1.24.2010

Believe

Its hard sometimes to believe that good things are coming when it seems like you have been standing in the fast lane heading the wrong direction for so long.

It's about trust and faith. Both of which are hard for me to do.

But, just when I start to feel like i've totally lost all faith that something good WILL come, a sign will pop up and remind me to just hang in there a little while longer.

One day, I walked out my front door, after feeling down about my lack of job, my boyfriend being 1100 miles away, and school stress, and there was a skywriter just above my house. (I live in Florida, so this is not unusual to see in December). He wrote "TRUST" in the sky right above my humble home. He went on to write "GOD" beside it, but trust was nearly gone by the time god was finished. I just felt like it was the universe's way of reminding me to just hang in there.

I got the highest marks I've EVER received this past term in school. I trusted that I would somehow pull off an A in my hardest class to date, and ya know what? I did it. And I suprised myself how proud I was of that.

My boyfriend and I are making plans for me to move up to his area when this term is complete.

And, I recently was offered a full time job that will work with the fact that I'm leaving in three months.

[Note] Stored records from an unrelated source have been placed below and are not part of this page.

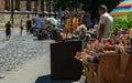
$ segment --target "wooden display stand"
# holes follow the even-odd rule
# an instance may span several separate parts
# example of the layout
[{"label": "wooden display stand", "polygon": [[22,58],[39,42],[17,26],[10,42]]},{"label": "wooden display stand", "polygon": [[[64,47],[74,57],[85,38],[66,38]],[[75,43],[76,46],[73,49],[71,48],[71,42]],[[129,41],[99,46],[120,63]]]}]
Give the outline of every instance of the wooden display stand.
[{"label": "wooden display stand", "polygon": [[99,64],[84,64],[88,83],[132,83],[132,54],[105,54]]}]

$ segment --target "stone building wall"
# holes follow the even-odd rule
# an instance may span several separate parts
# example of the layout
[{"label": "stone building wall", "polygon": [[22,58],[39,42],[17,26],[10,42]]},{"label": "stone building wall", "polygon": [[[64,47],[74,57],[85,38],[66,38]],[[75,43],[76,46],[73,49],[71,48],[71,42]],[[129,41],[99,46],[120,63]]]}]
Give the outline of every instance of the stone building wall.
[{"label": "stone building wall", "polygon": [[[0,28],[4,27],[4,24],[8,21],[11,21],[11,11],[4,11],[4,7],[6,7],[4,6],[4,1],[6,0],[0,0]],[[26,19],[28,19],[28,14],[30,14],[31,18],[34,17],[33,12],[35,10],[36,1],[40,1],[40,0],[31,0],[31,12],[28,12],[26,11],[26,0],[20,0],[20,11],[14,11],[14,15],[13,15],[13,18],[14,18],[14,25],[18,27],[20,24],[21,19],[25,22]],[[13,4],[13,7],[15,9],[15,2]],[[37,7],[40,7],[40,4]],[[46,8],[46,0],[45,0],[45,2],[44,2],[44,10],[46,10],[46,9],[47,8]],[[11,10],[11,6],[10,6],[10,10]]]}]

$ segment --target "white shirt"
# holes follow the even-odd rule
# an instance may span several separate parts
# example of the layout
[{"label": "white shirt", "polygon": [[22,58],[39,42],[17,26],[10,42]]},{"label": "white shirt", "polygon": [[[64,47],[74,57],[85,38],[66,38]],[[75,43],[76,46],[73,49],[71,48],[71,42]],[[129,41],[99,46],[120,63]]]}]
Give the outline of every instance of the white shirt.
[{"label": "white shirt", "polygon": [[[113,18],[109,13],[106,12],[101,14],[100,20],[99,20],[99,28],[100,28],[100,24],[105,25],[105,30],[102,34],[103,39],[107,39],[111,35],[112,23],[113,23]],[[99,33],[99,29],[98,29],[98,33]]]}]

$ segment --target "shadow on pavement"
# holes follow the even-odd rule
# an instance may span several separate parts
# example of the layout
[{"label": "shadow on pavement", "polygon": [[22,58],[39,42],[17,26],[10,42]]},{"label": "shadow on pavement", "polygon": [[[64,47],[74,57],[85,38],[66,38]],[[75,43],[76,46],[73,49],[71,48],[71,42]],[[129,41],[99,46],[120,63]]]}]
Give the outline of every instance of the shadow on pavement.
[{"label": "shadow on pavement", "polygon": [[35,83],[72,83],[72,80],[52,80],[51,75],[38,76]]}]

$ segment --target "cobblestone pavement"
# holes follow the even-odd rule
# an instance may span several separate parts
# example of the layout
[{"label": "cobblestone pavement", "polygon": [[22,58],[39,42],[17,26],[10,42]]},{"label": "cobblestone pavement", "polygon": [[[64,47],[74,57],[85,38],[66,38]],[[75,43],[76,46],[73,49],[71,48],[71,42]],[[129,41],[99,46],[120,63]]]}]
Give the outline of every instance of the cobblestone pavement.
[{"label": "cobblestone pavement", "polygon": [[11,40],[7,41],[4,30],[0,30],[0,83],[72,83],[50,77],[37,82],[40,76],[51,74],[50,40],[37,41],[25,30],[22,37],[19,32],[12,29]]},{"label": "cobblestone pavement", "polygon": [[0,73],[11,71],[47,52],[47,41],[37,41],[25,31],[21,37],[19,32],[19,29],[12,29],[11,40],[7,41],[4,30],[0,30]]}]

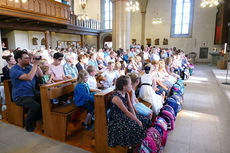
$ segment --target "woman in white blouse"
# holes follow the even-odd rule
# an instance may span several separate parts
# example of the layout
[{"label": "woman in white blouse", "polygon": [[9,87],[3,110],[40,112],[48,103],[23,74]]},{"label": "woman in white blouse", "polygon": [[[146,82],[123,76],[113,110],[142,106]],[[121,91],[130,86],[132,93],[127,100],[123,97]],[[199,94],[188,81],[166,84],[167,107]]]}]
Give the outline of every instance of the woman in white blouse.
[{"label": "woman in white blouse", "polygon": [[114,71],[115,64],[114,62],[108,62],[108,69],[105,70],[102,75],[105,77],[104,88],[109,88],[114,85],[115,80],[117,79],[117,73]]}]

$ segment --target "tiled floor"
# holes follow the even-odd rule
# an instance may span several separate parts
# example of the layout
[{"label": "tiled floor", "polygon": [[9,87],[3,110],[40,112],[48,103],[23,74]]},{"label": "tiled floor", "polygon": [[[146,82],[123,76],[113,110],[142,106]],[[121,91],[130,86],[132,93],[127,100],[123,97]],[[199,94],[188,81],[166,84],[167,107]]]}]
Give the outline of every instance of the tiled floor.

I trusted the Universe would line up for me, and it actually did.

I am now looking for a temporary room mate to move in and share bills with me. I'm trusting that SOMEONE SOMEWHERE will need the opportunity that I have to offer. I just HOPE that it will be sooner rather than later.

The most difficult part of faith and trust is the unknown. The lack of control. The belief that its going to work itself out. I just have to keep reminding myself that The universe reminded me to trust it before, and I did. And it worked. I just have to be patient with her.